The smoke is on our doorstep, masks on our faces. The list of potential stressors may be long.

Instead of soothing ourselves temporarily with the salve of consumerism, what are some low impact ways to de-stress?

Calm your environment by doing a deep clean and declutter of your space. Set things aside to gift to others, put out on the curb for free, sell online, or donate when thrift stores resume service.

Create a zone for crafting that can stay a little messy, but invite creativity to flow. Use items found in nature to beautify your surroundings. Relieve anxiety with an epsom salt bath infused with lavender flowers or oil.

Take up a quiet practice of meditation, breathing exercises or journaling. Make a flower arrangement. Bake cookies. Watch the sunset once the smoke clears. Put together a vision board of the world you’d like to see at your front door: old magazines are a great resource.

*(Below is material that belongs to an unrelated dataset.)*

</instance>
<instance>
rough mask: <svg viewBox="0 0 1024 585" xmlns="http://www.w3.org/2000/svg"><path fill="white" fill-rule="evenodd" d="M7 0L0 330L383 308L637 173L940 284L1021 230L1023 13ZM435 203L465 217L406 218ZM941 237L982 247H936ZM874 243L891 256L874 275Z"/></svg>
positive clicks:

Gift a friend a bag of quarantined clothing or any fun treats you no longer need. Give someone a shoulder massage. Edit some photos you’ve had on your computer for ages. Read a fun adventure story.

Talk to someone who you feel great around. Write a poem. Preserve some of the summer’s garden abundance. Buy groceries for someone unable to. Sew a mask from clothing discards.

Donate to a family who has lost their home in the fires. Sing in harmony on a Zoom call. Your imagination is the only limit.

It doesn’t take much to make the deepest part of us truly happy. More often than not, we are seeking feelings of connection and peace that purchasing power can only temporarily fix. We can begin to soothe our naturally arising feelings of angst with simple, earth-friendly acts in our own backyard.